Question: "What are the lost books of the Bible?"
Answer: There are no “lost books” of the Bible, or books that were taken out of the Bible, or books missing from the Bible. Every book that God intended to be in the Bible is in the Bible. There are many legends and rumors of lost books of the Bible, but the books were not, in fact, lost. Rather, they were rejected. There are literally hundreds of religious books that were written in the same time period as the books of the Bible. Some of these books contain true accounts of things that actually occurred (1 Maccabees, for example). Others contain some good spiritual teaching (the Wisdom of Solomon, for example). However, these books are not inspired by God. If we read any of these books, such as the Apocryphal ones mentioned above, we have to treat them as fallible religious/historical books, not as the inspired, inerrant Word of God (2 Timothy 3:16-17).
The gospel of Thomas, for example, was a forgery written in the 3rd or 4th century A.D., claiming to have been written by the apostle Thomas. It was not written by Thomas. The early Christians almost universally rejected the gospel of Thomas as heretical. It contains many false and heretical things that Jesus supposedly said and did. None of it (or at best very little of it) is true. For example, the Gospel of Thomas has Jesus saying nonsensical things like “Blessed is the lion that a person will eat, and the lion will become human” (Saying 7), and “Every woman who makes herself male will enter into the kingdom of heaven” (Saying 114).
The gospel of Barnabas was not written by the biblical Barnabas, but by an imposter. The same can be said of the gospel of Philip, the apocalypse of Peter, etc. All of these books, and the many others like them, are pseudepigraphal, essentially meaning “ascribed to a false author.”
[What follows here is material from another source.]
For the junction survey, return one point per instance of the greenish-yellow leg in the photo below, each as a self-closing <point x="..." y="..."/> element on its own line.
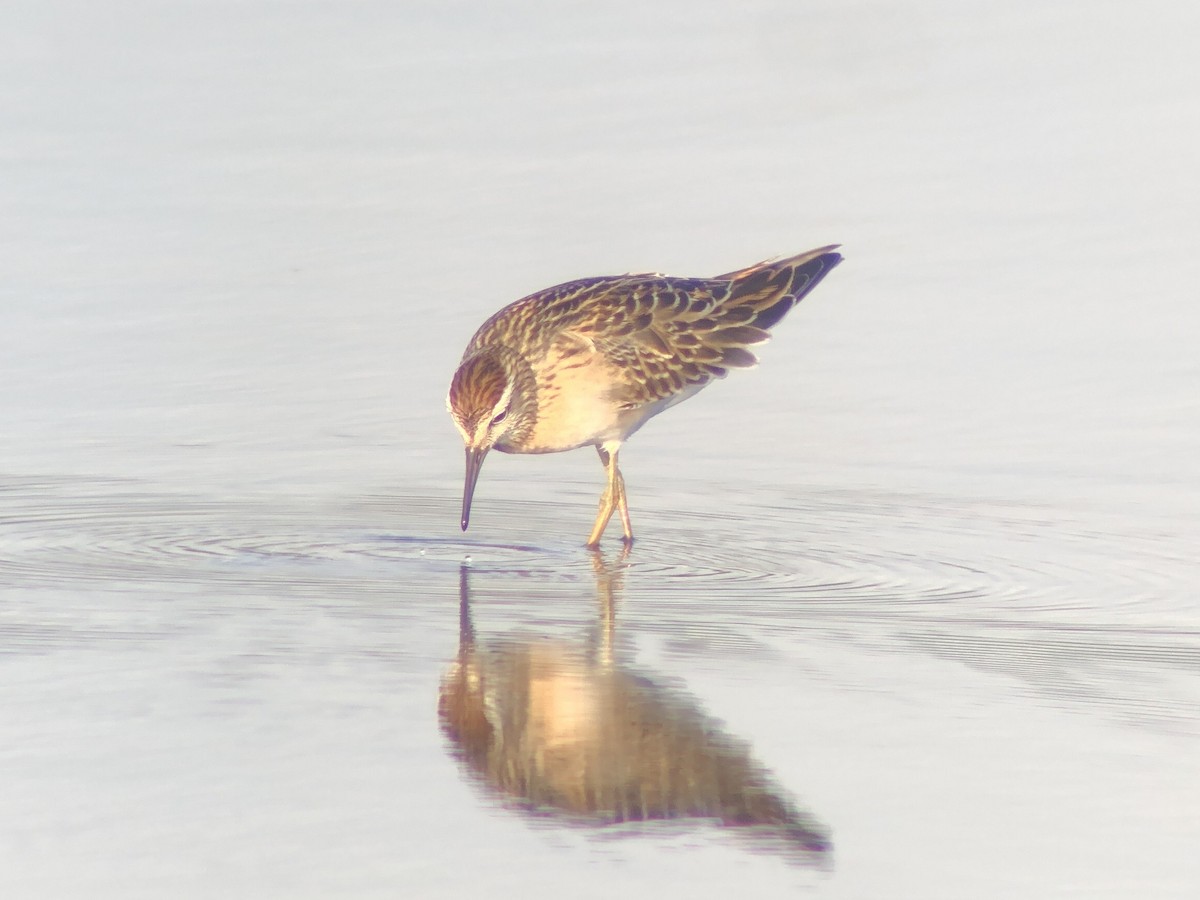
<point x="612" y="499"/>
There is one God. The Bible has one Creator. It is one book. It has one plan of grace, recorded from initiation, through execution, to consummation. From predestination to glorification, the Bible is the story of God redeeming His chosen people for the praise of His glory. As God’s redemptive purposes and plan unfold in Scripture, the recurring themes constantly emphasized are the character of God, the judgment for sin and disobedience, the blessing for faith and obedience, the Lord and Savior and His sacrifice for sin, and the coming kingdom and glory. It is God’s intention that we know and understand these themes because our lives and eternal destinies depend upon them. It is therefore unthinkable that God would allow some of this vital information to be “lost” in any way. The Bible is complete, in order that we who read and understand it might also be “complete, and equipped for every good work” (2 Timothy 3:16-17).